# Intro to ECG Heartbeat Classification

![rainbow](https://github.com/ancilcleetus/My-Learning-Journey/assets/25684256/839c3524-2a1d-4779-85a0-83c562e1e5e5)

# 📖 TABLE OF CONTENTS

- [1. Intro]()
- [2. Understanding Time Series Problems]()
  - [📌 What is Time Series Data?]()
  - [🔍 Characteristics of Time Series Data]()
  - [⚠️ Challenges in Time Series Analysis]()
- [3. Introduction to ECG Signals]()
  - [📊 What are ECG Signals?]()
  - [🏥 Components of an ECG Signal]()
  - [📈 How to read ECG paper?]()
  - [🔍 Why Classify ECG Signals?]()
- [4. Methods for ECG Heartbeat Classification]()
  - [1️⃣ Traditional Techniques]()
  - [2️⃣ Machine Learning (ML) Techniques]()
  - [3️⃣ Deep Learning (DL) Techniques]()
  - [4️⃣ Multimodal AI Techniques]()
  - [⚖️ Comparison of Different Methods]()
- [5. The Kaggle ECG Heartbeat Categorization Dataset]()

![rainbow](https://github.com/ancilcleetus/My-Learning-Journey/assets/25684256/839c3524-2a1d-4779-85a0-83c562e1e5e5)

# 1. Intro

Welcome to the **HeartBeatInsight** project! This first Jupyter Notebook is your entry point into understanding **ECG Heartbeat Classification** from the ground up. We'll explore time series data, ECG signals, and various methods to classify heartbeats, ultimately helping you determine the best approach for the [**Kaggle ECG Heartbeat Categorization Dataset**](https://www.kaggle.com/datasets/shayanfazeli/heartbeat).

Let's get started! 🩺❤️

![rainbow](https://github.com/ancilcleetus/My-Learning-Journey/assets/25684256/839c3524-2a1d-4779-85a0-83c562e1e5e5)

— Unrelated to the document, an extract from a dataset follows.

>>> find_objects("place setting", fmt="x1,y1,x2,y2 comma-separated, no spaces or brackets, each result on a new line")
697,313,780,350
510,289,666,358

# 2. Understanding Time Series Problems

## 📌 What is Time Series Data?

**Time Series Data** is a sequence of data points collected or recorded at successive time intervals. Each data point is associated with a timestamp, and the order of the data matters because each observation depends on previous ones.

**Examples of Time Series Data:**

- **Weather Data:** Temperature recorded daily.

- **Stock Prices:** Prices recorded minute-by-minute.
    
- **Heart Rate:** Beats per minute recorded continuously.

## 🔍 Characteristics of Time Series Data

1. **Temporal Dependency:** Data points are related to each other over time.

2. **Trend:** A long-term upward or downward movement in the data.

3. **Seasonality:** Regular patterns that repeat over specific intervals.

4. **Noise:** Random variations or anomalies in the data.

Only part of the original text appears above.